I referred to the DOC and it said:
completion
... This block has no return value and takes a single Boolean argument that indicates whether or not the animations actually finished before the completion handler was called. ...
But I find that no matter you use the bool parameter or not, the completion:
block will always execute after animations:
block. Just like the two simple block-based animation code snippets shown below, both of them are doing the same.
[UIView animateWithDuration:0.3f
delay:0.0f
options:UIViewAnimationCurveEaseInOut
animations:^{
[myView setAlpha:0.0f];
}
completion:^(BOOL finished) {
[myView removeFromSuperview];
}];
and
[UIView animateWithDuration:0.3f
delay:0.0f
options:UIViewAnimationCurveEaseInOut
animations:^{
[myView setAlpha:0.0f];
}
completion:^(BOOL finished) {
if (finished) [myView removeFromSuperview];
}];
And I find that most people(including me) use the first one(even the apple's official doc example). So,
finished
parameter used for here exactly?The finished parameter will be NO when the animation was cancelled: typically, when you have interrupted the animation to start another one (e.g. you have begun a new animation, before the current one has ended, with the parameter to begin from the current state) or you have directly cancelled the animation.
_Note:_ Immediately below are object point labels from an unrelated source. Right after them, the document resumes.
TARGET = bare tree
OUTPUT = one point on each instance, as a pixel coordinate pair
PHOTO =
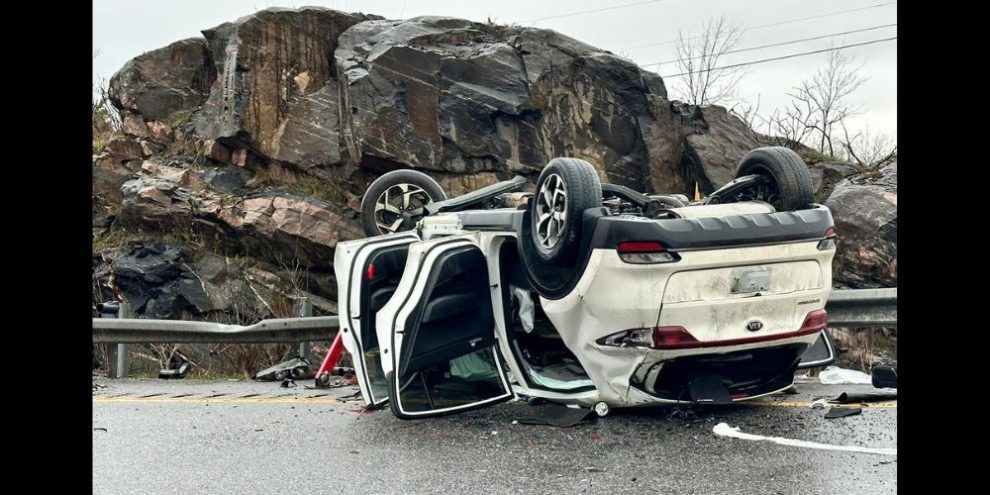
(703, 81)
(747, 112)
(106, 117)
(868, 149)
(823, 101)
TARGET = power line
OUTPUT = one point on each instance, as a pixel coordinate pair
(782, 43)
(778, 23)
(592, 11)
(784, 57)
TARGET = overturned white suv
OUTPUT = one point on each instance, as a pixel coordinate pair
(584, 292)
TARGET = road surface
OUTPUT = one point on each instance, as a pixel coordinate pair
(234, 437)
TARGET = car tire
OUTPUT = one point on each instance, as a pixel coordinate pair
(379, 210)
(566, 187)
(795, 190)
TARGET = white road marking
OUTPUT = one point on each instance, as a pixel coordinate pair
(724, 430)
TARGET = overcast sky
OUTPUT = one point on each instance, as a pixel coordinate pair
(123, 29)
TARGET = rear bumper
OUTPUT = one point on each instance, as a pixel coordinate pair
(746, 374)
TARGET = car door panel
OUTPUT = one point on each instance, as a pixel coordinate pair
(368, 272)
(441, 328)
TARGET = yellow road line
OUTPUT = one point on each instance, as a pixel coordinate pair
(807, 405)
(331, 400)
(227, 400)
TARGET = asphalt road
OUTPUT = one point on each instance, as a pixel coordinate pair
(161, 437)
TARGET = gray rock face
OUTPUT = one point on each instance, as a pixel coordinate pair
(715, 142)
(465, 101)
(217, 130)
(149, 278)
(865, 212)
(276, 91)
(454, 96)
(166, 83)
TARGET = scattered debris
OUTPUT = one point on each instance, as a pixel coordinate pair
(724, 430)
(863, 398)
(555, 415)
(884, 377)
(842, 412)
(295, 368)
(351, 396)
(834, 375)
(682, 414)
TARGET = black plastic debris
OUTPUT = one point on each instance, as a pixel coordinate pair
(884, 377)
(862, 398)
(842, 412)
(708, 388)
(174, 373)
(554, 415)
(295, 368)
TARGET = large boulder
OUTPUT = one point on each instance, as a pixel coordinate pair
(715, 142)
(166, 84)
(276, 91)
(349, 96)
(865, 212)
(275, 225)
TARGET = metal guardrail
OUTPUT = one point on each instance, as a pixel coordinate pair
(846, 308)
(862, 308)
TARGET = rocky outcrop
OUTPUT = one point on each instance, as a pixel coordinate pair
(865, 212)
(274, 225)
(257, 141)
(164, 85)
(715, 141)
(348, 96)
(276, 92)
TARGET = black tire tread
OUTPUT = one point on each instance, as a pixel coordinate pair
(390, 179)
(584, 190)
(788, 169)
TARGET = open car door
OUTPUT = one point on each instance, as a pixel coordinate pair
(437, 333)
(368, 272)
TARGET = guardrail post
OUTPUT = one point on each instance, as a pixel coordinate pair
(303, 308)
(123, 350)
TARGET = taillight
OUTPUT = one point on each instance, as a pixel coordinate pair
(644, 252)
(672, 338)
(677, 337)
(829, 241)
(655, 338)
(816, 320)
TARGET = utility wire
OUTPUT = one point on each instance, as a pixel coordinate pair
(793, 55)
(592, 11)
(778, 23)
(782, 43)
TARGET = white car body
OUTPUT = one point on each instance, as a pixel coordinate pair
(699, 290)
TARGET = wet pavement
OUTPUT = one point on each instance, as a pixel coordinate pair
(185, 436)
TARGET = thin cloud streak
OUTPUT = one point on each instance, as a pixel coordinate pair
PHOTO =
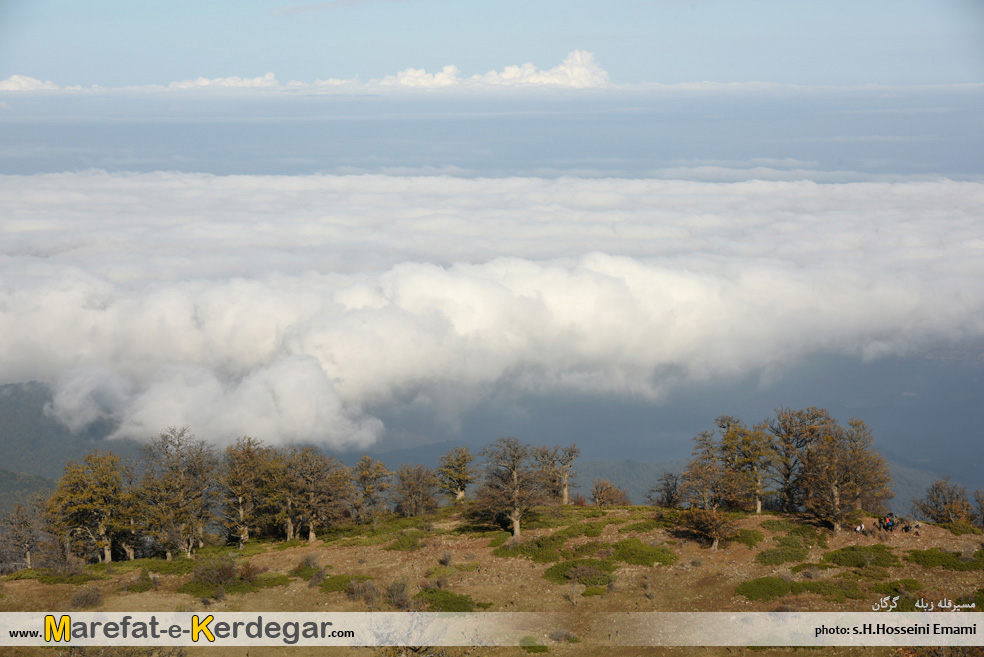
(287, 307)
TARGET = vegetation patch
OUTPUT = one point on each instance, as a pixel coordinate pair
(531, 645)
(835, 591)
(748, 537)
(340, 583)
(634, 551)
(764, 588)
(859, 556)
(960, 528)
(777, 525)
(818, 566)
(590, 572)
(408, 541)
(937, 558)
(444, 600)
(898, 587)
(781, 555)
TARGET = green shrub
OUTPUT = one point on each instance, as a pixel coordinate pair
(748, 537)
(641, 527)
(408, 541)
(898, 587)
(780, 555)
(529, 644)
(339, 583)
(777, 525)
(558, 572)
(960, 528)
(86, 598)
(859, 556)
(807, 566)
(764, 588)
(937, 558)
(444, 600)
(634, 551)
(142, 584)
(835, 591)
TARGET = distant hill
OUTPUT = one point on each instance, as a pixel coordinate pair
(34, 443)
(19, 487)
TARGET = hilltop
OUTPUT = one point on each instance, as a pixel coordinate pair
(578, 561)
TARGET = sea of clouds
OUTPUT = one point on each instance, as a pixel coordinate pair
(286, 307)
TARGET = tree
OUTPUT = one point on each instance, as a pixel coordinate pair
(842, 472)
(455, 473)
(414, 493)
(666, 492)
(178, 490)
(747, 455)
(513, 483)
(556, 467)
(88, 502)
(20, 535)
(605, 493)
(791, 435)
(705, 482)
(242, 484)
(710, 525)
(322, 488)
(371, 480)
(944, 502)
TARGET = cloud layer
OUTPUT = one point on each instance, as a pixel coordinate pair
(289, 307)
(579, 70)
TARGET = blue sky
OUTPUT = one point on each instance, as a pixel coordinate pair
(116, 43)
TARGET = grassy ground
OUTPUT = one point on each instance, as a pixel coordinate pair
(611, 560)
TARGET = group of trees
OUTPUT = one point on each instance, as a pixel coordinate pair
(803, 459)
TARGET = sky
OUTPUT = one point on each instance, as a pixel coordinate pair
(369, 224)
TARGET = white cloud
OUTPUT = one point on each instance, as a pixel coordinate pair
(288, 307)
(268, 81)
(25, 83)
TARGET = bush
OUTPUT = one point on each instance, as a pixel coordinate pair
(748, 537)
(86, 598)
(634, 551)
(530, 644)
(444, 600)
(960, 528)
(366, 590)
(781, 555)
(340, 583)
(142, 583)
(898, 587)
(859, 556)
(558, 572)
(937, 558)
(764, 588)
(777, 525)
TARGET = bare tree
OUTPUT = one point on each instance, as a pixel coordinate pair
(455, 473)
(557, 467)
(666, 492)
(605, 493)
(944, 502)
(242, 482)
(513, 483)
(414, 493)
(178, 490)
(371, 480)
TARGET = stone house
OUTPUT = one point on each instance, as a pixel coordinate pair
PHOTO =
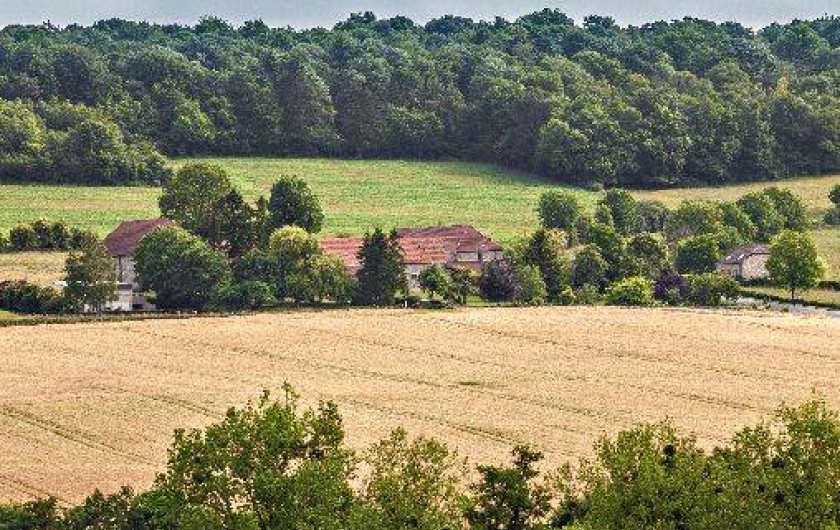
(746, 263)
(121, 244)
(458, 246)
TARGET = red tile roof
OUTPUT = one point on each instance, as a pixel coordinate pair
(738, 255)
(123, 241)
(421, 246)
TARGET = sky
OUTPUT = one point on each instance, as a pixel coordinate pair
(325, 13)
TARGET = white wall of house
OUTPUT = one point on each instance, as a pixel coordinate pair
(755, 266)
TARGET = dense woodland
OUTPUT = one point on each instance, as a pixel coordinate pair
(592, 103)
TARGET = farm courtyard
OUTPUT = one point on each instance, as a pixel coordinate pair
(94, 405)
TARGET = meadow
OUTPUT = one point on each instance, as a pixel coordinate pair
(94, 405)
(357, 195)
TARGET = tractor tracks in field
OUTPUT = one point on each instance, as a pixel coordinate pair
(31, 490)
(71, 434)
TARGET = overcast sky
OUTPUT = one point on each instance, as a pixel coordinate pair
(326, 13)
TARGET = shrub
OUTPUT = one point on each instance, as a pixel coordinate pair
(633, 291)
(464, 282)
(248, 294)
(560, 210)
(82, 238)
(589, 268)
(292, 202)
(651, 216)
(711, 289)
(23, 238)
(532, 286)
(499, 282)
(435, 280)
(832, 217)
(834, 195)
(60, 236)
(622, 208)
(588, 295)
(43, 234)
(671, 288)
(789, 206)
(24, 297)
(698, 254)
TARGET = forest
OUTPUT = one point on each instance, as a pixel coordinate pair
(687, 102)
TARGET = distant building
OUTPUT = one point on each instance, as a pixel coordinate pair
(121, 244)
(746, 263)
(459, 246)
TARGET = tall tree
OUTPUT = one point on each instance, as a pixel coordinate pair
(91, 277)
(794, 262)
(292, 202)
(382, 271)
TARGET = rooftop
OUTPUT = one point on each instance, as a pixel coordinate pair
(124, 240)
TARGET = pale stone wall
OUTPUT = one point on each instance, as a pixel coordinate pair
(755, 266)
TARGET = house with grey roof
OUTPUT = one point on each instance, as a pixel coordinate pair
(121, 244)
(747, 262)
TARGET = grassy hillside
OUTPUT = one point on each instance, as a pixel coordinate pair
(357, 195)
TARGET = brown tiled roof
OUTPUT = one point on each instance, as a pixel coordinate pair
(738, 255)
(123, 240)
(421, 246)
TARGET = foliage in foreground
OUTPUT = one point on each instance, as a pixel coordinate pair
(272, 465)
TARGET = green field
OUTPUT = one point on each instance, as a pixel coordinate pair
(357, 195)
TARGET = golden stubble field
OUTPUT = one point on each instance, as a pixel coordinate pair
(94, 405)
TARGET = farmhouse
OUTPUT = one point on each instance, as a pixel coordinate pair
(459, 246)
(121, 244)
(746, 263)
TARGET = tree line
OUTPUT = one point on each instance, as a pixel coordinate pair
(273, 465)
(226, 254)
(590, 103)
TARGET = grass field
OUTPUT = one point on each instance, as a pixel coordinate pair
(43, 268)
(94, 405)
(357, 195)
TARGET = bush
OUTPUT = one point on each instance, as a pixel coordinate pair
(532, 286)
(27, 298)
(23, 238)
(560, 210)
(82, 238)
(248, 294)
(711, 289)
(671, 288)
(588, 295)
(292, 202)
(834, 195)
(633, 291)
(499, 282)
(698, 254)
(832, 217)
(48, 235)
(651, 216)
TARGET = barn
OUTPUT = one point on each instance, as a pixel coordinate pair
(457, 246)
(746, 263)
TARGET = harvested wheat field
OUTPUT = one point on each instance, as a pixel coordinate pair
(94, 405)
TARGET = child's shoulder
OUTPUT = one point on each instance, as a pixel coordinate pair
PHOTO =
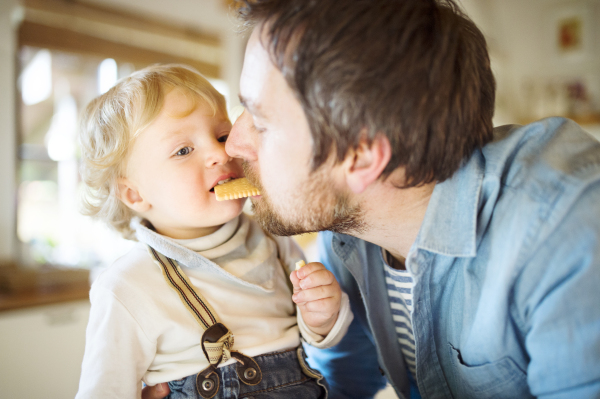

In effect this cancels the current animation, but the completion block is still called. If you were chaining a sequence of animations you would want that chain to stop, so you would only continue the chain of the previous animation had finished.
As an example, imagine you had a game where a bomb was flying across the screen. If the user doesn't tap the bomb, it explodes when it reaches the edge. So you'd have one animation to move the bomb, and your completion block would have another animation to show the explosion, and maybe a call to some method to decrease a score or something.
If the user taps the bomb, you'd cancel the moving animation and have the bomb fly harmlessly away. Your original completion block would still be executed, so you'd need to know if the animation had finished on its own, or been cancelled.